The workers are said to have refused to take a weekly wage offered this week, sparking a standoff with the management as fears emerged that there might be further delayed payments at the end of the month.
The workers, through the Kenya Union of Commercial Food and Allied Workers, wrote to Nakumatt’s management asking it to rescind the decision immediately to conclude the ongoing negotiations on salary increment and the settling of pending arrears.
Insiders who spoke to the Nation alluded to a near-strike situation with a majority of the workers said to have been demoralised by a staff memo that sought to cut the number of working hours, effectively eliminating overtime which makes a significant part of their revenue, apart from the proposal to pay weekly.
“Your letter dated 27th June, 2017 on hours of duty intends to unilaterally review working hours without subjecting the same to a review process involving workers. This is not acceptable and will be seen as an attempt to violate agreed terms of service. Your letter under reference is, therefore, null and void,” the union’s secretary-general Boniface Kavuvi wrote.
The letter, also copied to the Labour Cabinet Secretary and the appointed conciliator Ms Hellen Manene from the ministry, also faulted Nakumatt for double inconsistency in the negotiations.
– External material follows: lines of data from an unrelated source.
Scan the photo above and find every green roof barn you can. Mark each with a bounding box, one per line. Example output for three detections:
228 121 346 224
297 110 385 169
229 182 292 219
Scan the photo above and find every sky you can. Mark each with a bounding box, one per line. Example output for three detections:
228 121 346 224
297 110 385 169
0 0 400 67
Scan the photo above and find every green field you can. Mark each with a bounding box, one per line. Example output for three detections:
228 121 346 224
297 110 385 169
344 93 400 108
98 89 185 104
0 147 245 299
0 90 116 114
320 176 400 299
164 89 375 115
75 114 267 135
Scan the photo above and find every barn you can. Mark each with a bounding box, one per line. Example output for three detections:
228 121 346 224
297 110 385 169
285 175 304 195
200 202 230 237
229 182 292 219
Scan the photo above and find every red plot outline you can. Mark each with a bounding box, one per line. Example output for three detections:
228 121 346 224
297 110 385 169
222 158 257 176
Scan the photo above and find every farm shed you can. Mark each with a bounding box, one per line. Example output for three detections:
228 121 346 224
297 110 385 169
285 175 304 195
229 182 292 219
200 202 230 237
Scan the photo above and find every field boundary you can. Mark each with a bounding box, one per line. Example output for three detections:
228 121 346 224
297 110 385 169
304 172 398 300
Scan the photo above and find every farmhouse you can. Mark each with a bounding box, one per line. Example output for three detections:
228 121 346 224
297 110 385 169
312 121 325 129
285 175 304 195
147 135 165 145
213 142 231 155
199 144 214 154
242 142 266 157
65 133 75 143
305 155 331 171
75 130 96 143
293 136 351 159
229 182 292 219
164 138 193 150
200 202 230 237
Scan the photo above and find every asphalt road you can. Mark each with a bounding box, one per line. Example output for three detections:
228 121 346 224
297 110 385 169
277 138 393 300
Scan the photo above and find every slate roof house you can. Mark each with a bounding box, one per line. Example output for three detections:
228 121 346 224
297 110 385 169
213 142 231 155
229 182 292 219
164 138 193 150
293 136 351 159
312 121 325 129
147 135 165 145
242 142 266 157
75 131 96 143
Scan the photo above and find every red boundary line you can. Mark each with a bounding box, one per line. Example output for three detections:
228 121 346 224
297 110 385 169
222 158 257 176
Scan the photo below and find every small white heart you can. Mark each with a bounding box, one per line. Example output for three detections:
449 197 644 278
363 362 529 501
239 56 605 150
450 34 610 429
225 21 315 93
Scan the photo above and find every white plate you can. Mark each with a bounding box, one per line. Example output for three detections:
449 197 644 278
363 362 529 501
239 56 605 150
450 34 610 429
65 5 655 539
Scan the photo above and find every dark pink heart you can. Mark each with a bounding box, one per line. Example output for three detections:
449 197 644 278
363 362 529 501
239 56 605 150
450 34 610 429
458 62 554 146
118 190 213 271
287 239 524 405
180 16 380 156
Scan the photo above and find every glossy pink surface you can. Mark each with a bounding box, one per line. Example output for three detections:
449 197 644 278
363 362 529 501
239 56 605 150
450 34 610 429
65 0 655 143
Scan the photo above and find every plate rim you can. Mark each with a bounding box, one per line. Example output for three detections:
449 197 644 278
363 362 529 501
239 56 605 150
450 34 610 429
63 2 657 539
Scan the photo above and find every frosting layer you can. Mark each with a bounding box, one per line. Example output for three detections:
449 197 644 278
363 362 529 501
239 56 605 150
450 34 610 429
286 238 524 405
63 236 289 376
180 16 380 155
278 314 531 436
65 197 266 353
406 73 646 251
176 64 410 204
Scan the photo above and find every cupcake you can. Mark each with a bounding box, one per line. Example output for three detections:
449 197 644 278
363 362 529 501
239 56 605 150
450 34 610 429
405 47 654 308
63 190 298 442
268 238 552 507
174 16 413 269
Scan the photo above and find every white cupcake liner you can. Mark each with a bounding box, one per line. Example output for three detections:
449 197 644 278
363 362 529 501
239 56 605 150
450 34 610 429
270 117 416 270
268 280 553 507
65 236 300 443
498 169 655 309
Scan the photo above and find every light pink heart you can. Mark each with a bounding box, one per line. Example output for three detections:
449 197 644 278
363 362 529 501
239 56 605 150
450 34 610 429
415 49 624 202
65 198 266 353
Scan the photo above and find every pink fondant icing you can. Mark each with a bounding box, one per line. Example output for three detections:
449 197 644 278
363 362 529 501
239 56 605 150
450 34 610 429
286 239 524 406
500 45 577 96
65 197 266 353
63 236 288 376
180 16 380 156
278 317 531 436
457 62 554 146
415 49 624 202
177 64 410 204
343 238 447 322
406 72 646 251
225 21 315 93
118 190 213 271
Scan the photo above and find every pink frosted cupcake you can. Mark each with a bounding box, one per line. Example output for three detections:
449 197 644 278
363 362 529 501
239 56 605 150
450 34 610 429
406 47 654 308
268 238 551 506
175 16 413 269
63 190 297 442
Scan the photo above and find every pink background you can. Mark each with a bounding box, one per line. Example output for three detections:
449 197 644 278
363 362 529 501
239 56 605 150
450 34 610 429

The retailer has been accused of coming up with “surprise strategies” after asking for more time to consult on the negotiation table.
“We get our salaries through banks and some of us have loans and it will be a disaster if they start paying us weekly. They will be counted as different remittances in the accounts which will attract processing fees every week,” said a worker based in a Nakumatt store in town.
The member of staff said: “Without overtime, some of us have no take-home, so, this could culminate in something never seen before in the history of our labour relations”.
Mr Kavuvi dismissed allegations that the workers had planned to down their tools but said they “had made their point”.
The workers say the new changes were arrived at without proper consultations. “Kindly be guided that the issue of salary payment is a matter which is lawfully guided and protected and not an issue where you can make proposals or act as you wish,” read the letter.
Nakumatt resorted to weekly wages for its employees after its cash crisis deepened coupled with low sales and yawning shelves. The situation worsened after the retail chain closed three more outlets in Uganda as it continued to battle creditors, some of whom want to auction its property to recover money.
Nakumatt has lately suffered stock-out as suppliers hold on to their wares over non-payment of their dues. The retailer proposed weekly wages to spread the workers’ salaries across the month as it resorted to surviving on daily sales.
“The management has reviewed salary payment plans with the intention of ensuring that every employee gets a percentage of his salary every week for a total of three weeks in a month. This is to ensure uniformity and consistency in the payment of salaries,” Nakumatt managing director Atul Shah said in the memo.
Nakumatt had earlier confirmed having delayed some of its employees’ pay since April, and has not remitted some statutory deductions, including pension cash.